Quick Start with Docker
# Clone the repository
git clone https://github.com/keboola/agnes-the-ai-analyst.git
cd agnes-the-ai-analyst
# Copy and edit configuration
cp config/instance.yaml.example config/instance.yaml
cp config/.env.template .env
# Edit both files for your environment
# Start the app and scheduler
docker compose up
# Start with all optional services (Telegram bot, etc.)
docker compose --profile full up
Once running, the FastAPI app is available at http://localhost:8000. Trigger a manual sync:
curl -X POST http://localhost:8000/api/sync/trigger
Development Setup
# Create and activate virtual environment
python3 -m venv .venv && source .venv/bin/activate
# Install dependencies
uv pip install ".[dev]"
# Run FastAPI locally with hot reload
uvicorn app.main:app --reload
# Run the test suite
pytest tests/ -v
Project Structure
├── src/ # Core engine
│ ├── db.py # DuckDB schema (system.duckdb, analytics.duckdb)
│ ├── orchestrator.py # SyncOrchestrator — ATTACHes extract.duckdb files
│ ├── repositories/ # DuckDB-backed CRUD (sync_state, table_registry, users, etc.)
│ ├── profiler.py # Data profiling
│ └── catalog_export.py # OpenMetadata catalog export
├── app/ # FastAPI application
│ ├── main.py # App setup, router registration
│ ├── api/ # REST API (sync, data, catalog, admin, auth)
│ ├── auth/ # Auth providers (Google OAuth, email magic link, desktop JWT)
│ └── web/ # HTML dashboard routes
├── connectors/ # Data source connectors (extract.duckdb contract)
│ ├── keboola/ # Keboola: extractor.py (DuckDB extension) + client.py (fallback)

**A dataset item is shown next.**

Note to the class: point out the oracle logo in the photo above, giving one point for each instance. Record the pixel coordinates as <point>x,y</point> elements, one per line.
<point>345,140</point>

│ ├── bigquery/ # BigQuery: extractor.py (remote-only via DuckDB BQ extension)
│ └── jira/ # Jira: webhook + incremental parquet → extract.duckdb
├── cli/ # CLI tool (`da sync`, `da query`, `da admin`)

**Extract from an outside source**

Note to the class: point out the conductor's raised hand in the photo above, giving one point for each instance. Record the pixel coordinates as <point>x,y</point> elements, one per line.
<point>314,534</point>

├── services/ # Standalone services (scheduler, telegram_bot, ws_gateway, etc.)
├── scripts/ # Utility + migration scripts
├── config/ # Configuration templates (instance.yaml.example)
├── docs/ # Documentation + metric YAML definitions
└── tests/ # Test suite (633 tests)
Configuration
| File | Purpose |
|---|---|
config/instance.yaml |
Instance-specific settings: branding, data source type, auth provider, Google domain |
.env |
Secrets and environment variables — never committed |
system.duckdb table_registry table |
Table definitions managed via POST /api/admin/tables/{id} or the web UI |
Copy the example to get started:
cp config/instance.yaml.example config/instance.yaml
See config/instance.yaml.example for all available options.
Documentation
- Hackathon TL;DR — condensed deploy + dev playbooks (for both humans and AI agents)
- Onboarding Guide — end-to-end Terraform deployment into a GCP project (recommended for production)
- Deployment Guide — chooses between Terraform and Docker Compose; covers OSS self-host
- Configuration Reference —
instance.yaml, env vars, per-instance options - Architecture — orchestrator, extractors, DB layout
- Quickstart — local development
Contributing
- Fork the repository and create a feature branch.
- Run
pytest tests/ -vto verify all tests pass before opening a pull request. - Keep commits focused and messages concise.
- Open a pull request against
mainwith a clear description of the change.
For bugs and feature requests, open a GitHub issue.
License
This project is licensed under the MIT License.